The Jewish cemetery of Fez, a symbol of cultural harmony | UN News
The Moroccan city of Fez, which recently hosted the Global Forum of the United Nations Alliance of Civilizations, has long been a melting pot of religions and cultures. Its 200-year-old Jewish cemetery symbolizes the centuries-long coexistence of diverse communities in the city.
It also retains a mix of cultures and identity, and a Jewish neighbourhood, named ‘Mellah’. The word literally means 'salt' or 'saline area', in reference to either a saline water source in the area or to the former presence of a salt warehouse, but ‘Mellah’ is now used as the name for Jewish quarters in other Moroccan cities, including Rabat and Marrakech.
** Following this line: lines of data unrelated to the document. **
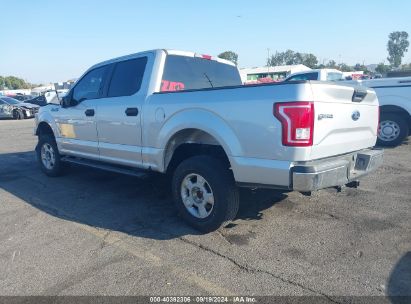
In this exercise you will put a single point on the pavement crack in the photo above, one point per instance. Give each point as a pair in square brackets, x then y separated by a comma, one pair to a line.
[250, 269]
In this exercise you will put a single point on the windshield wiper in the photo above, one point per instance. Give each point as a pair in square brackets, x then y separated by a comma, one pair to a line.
[209, 80]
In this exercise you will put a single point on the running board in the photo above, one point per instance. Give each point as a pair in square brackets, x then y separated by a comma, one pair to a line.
[104, 166]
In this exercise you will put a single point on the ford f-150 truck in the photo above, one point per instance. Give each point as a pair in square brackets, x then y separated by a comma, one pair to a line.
[394, 96]
[188, 116]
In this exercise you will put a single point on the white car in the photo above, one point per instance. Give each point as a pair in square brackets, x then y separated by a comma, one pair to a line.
[188, 115]
[13, 108]
[394, 95]
[317, 74]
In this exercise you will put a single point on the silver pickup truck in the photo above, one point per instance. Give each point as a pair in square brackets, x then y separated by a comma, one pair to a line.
[188, 115]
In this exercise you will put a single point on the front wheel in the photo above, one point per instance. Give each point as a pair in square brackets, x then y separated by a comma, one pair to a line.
[48, 156]
[205, 193]
[392, 130]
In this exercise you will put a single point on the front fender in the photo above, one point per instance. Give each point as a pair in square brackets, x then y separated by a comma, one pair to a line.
[45, 116]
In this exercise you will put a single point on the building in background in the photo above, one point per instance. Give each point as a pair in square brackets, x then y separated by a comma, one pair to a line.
[270, 74]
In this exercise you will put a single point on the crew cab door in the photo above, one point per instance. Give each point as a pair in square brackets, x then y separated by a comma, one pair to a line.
[77, 123]
[119, 112]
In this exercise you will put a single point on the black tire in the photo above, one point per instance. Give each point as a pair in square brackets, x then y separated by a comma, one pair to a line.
[400, 125]
[18, 115]
[220, 180]
[48, 142]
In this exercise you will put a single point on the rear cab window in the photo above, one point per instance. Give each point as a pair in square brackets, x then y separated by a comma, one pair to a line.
[306, 76]
[194, 73]
[333, 76]
[127, 77]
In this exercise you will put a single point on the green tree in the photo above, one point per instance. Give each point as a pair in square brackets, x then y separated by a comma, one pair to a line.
[289, 57]
[345, 67]
[229, 55]
[397, 46]
[13, 83]
[382, 68]
[310, 60]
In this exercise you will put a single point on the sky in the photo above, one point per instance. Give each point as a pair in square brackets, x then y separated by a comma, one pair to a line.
[47, 41]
The Jewish cemetery, nestled in the Mellah, is distinguished by its semi-cylindrical tombs, which capture the history of Morocco’s flourishing Jewry.
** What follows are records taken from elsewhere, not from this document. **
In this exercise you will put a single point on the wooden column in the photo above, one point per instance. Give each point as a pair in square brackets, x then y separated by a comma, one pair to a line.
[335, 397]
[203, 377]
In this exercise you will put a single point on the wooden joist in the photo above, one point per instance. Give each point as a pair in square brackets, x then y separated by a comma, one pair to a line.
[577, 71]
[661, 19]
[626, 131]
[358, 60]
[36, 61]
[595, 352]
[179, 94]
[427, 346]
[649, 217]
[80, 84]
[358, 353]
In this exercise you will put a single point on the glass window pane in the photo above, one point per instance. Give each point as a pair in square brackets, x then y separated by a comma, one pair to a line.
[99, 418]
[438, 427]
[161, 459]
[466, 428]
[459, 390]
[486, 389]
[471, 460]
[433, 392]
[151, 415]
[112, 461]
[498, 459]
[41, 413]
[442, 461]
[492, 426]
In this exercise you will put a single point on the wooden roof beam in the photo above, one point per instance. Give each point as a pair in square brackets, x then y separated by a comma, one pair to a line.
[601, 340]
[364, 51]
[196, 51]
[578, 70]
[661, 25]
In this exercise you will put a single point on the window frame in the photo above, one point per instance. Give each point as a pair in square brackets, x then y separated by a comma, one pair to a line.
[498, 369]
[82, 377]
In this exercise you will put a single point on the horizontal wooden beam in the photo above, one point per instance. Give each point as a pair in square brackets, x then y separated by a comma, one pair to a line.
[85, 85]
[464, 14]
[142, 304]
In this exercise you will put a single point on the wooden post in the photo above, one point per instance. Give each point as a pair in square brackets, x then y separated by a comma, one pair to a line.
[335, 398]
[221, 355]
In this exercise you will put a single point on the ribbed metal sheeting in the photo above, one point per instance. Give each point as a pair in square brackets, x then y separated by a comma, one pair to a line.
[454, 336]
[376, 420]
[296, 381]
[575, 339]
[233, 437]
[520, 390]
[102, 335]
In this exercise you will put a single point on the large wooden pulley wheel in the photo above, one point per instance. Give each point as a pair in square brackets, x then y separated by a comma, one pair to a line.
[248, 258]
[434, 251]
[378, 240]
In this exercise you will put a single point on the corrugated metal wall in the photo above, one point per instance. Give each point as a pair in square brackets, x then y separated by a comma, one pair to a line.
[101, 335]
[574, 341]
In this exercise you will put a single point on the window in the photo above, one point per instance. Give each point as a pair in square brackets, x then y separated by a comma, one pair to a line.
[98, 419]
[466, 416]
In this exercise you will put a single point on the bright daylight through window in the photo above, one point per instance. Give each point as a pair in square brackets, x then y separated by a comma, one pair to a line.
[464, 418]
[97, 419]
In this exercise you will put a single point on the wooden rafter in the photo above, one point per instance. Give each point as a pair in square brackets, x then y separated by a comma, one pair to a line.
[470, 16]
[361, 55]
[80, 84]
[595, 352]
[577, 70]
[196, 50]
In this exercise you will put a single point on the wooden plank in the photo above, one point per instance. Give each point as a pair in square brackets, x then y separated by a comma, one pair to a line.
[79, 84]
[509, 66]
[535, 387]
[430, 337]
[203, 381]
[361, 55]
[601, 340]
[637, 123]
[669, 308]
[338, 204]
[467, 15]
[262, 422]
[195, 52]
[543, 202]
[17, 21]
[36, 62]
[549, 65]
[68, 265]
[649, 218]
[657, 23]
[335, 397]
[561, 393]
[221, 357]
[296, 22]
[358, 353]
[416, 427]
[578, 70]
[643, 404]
A ‘convergence of confluents’
The age-old intermingling of peoples made Fez an appropriate location for the ninth Forum of the United Nations Alliance of Civilizations (UNAOC), which took place in November 2022.
Opening the event, Andre Azoulay, the senior adviser to King Mohammed VI of Morocco – and father of UNESCO Director-General Audrey Azoulay – who is himself Jewish, declared that Morocco “is built around a model of openness, harmony and synergy that has seen the convergence of Arab-Islamic, Amazigh and Saharan-Hassanian confluents, and that has, at the same time, been enriched by African, Andalusian, Hebrew and Mediterranean tributaries”.
When asked about how she felt when she learnt that Fez was chosen to host the UNAOC ninth Forum, Ms. Ohana said she felt proud that Fez was chosen: “for Morocco, it reflects exactly the reality of our image, our culture”.